At the start of 1979, Vietnam had booted out the Khmer Rouge regime and installed its own government, which was speedily recognised by the countries of the Soviet bloc.
But the Khmer Rouge, waging a guerrilla war from the border regions, continued to be recognised by China, the ASEAN states, the US and many other countries including Australia.
In a submission to cabinet in July 1980, Peacock said he had chosen to maintain recognition of what was euphemistically termed "Democratic Kampuchea" mainly because of the relationship with ASEAN.
"The Australian government has supported the ASEAN objective of a political settlement in Kampuchea (Cambodia) based on the ASEAN resolution adopted by UNGA (United Nations General Assembly) last year which calls for the withdrawal of Vietnamese forces from Kampuchea and an act of self-determination by the Khmer people free from outside coercion," he wrote.
But Peacock acknowledged there was little prospect of achieving that in the short term.
He said Australia's stance would be increasingly hard to sustain because of domestic opposition to the atrocious human-rights record of the Khmer Rouge under dictator Pol Pot.
"I do not believe that the strong expression of Australian public feeling on this issue can or should be ignored in policy considerations," Peacock said.
The Khmer Rouge took over Cambodia in 1975, forcibly evacuating cities to create a brutal agrarian society in which intellectuals, professionals, government officials, ethnic Chinese and many others were murdered in what became known as the killing fields.
Estimates of the death toll go as high as three million.
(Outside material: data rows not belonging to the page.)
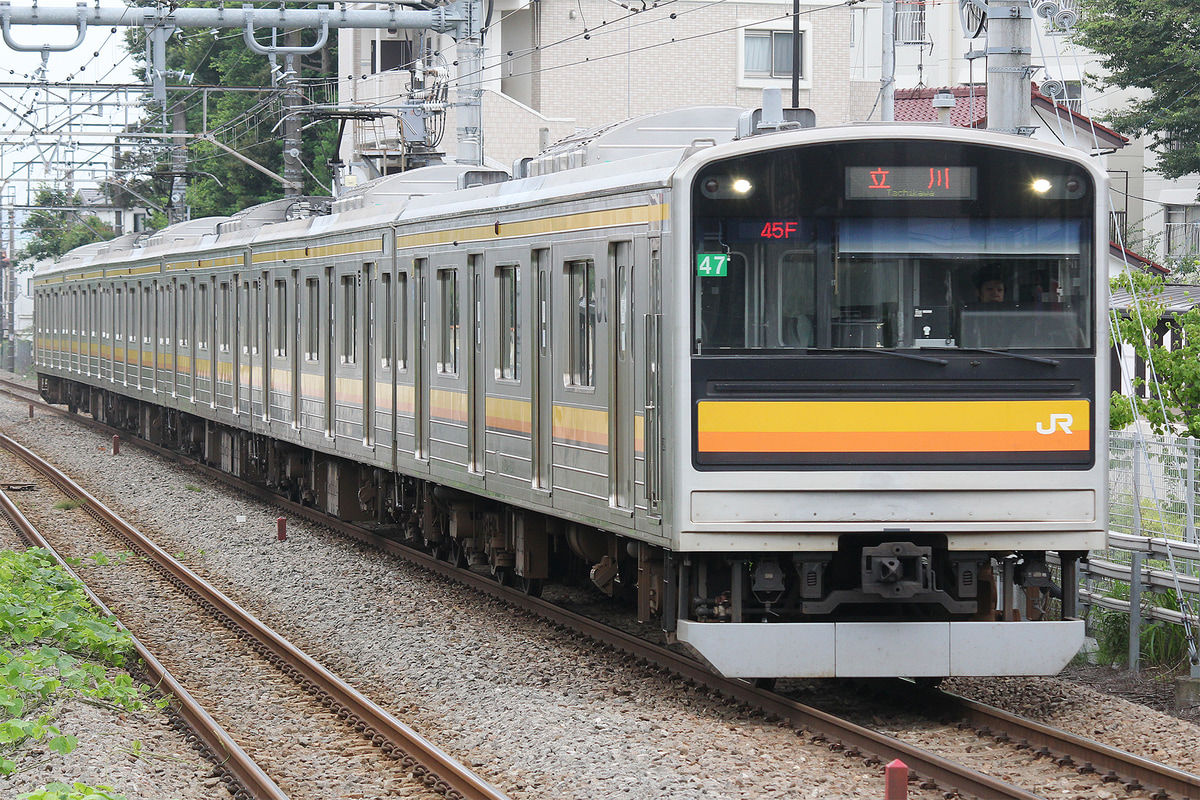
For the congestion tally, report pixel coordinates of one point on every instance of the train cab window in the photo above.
(147, 313)
(349, 319)
(280, 319)
(387, 335)
(837, 247)
(118, 314)
(252, 293)
(448, 306)
(312, 318)
(581, 304)
(507, 293)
On Christmas Day 1978, Vietnam, finally tiring of murderous border incursions, invaded Cambodia and the Khmer Rouge government was gone within a fortnight.
Vietnam installed the government of Heng Samrin, recognised by the Soviet Union and the rest of the Eastern bloc.
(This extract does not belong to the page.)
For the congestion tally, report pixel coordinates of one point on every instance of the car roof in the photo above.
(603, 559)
In September 1979, the United Nations voted to maintain recognition of Democratic Kampuchea by a vote of 71, including Australia, to 34 against.
The Khmer Rouge's most ardent supporter was China, with which Australia was forging a growing relationship. Chinese support enabled Khmer Rouge remnants to sustain their guerilla campaign right through to the early 1990s.
At the same time, Prime Minister Fraser was orchestrating growing Australian opposition to the Soviet Union over its invasion of Afghanistan.
In his submission to cabinet, Peacock said domestic revulsion against the atrocities of Pol Pot should be properly reflected in Australia's foreign policy stance.
But that needed to be done in a manner that minimised damage to relations with ASEAN nations, while maintaining pressure on Vietnam to reach a political settlement.
Peacock said backing Democratic Kampuchea as the legitimate holder of Cambodia's seat at the UN was an important part of this.
Cabinet decided on September 23 to recognise Khmer Rouge credentials at the upcoming meeting of the UN General Assembly, but this recognition was to be short-term.
Australia finally withdrew its recognition on February 14, 1981.
Archives historical consultant Jim Stokes said this issue strained the already uneasy relationship between Peacock and Fraser, although the extent wasn't revealed until some time later.
Veteran journalist Paul Kelly, guest speaker at the launch of the 1980 cabinet papers, said on the afternoon of September 11, 1980, Peacock had gone to Fraser's office and threatened to resign.
The threat came just after cabinet had endorsed Fraser's decision to go to the polls on October 18 but before he could visit the Governor-General to launch the election process.
Peacock offered Fraser three options: he could resign, Fraser could have cabinet change the policy, or Peacock would stay silent in the campaign but refuse a portfolio post-election.
Kelly said Primary Industry Minister Peter Nixon sorted out the deal with Peacock whereby Australia would vote in favour of Democratic Kampuchea's credentials in the UN but later announce it planned to withdraw recognition.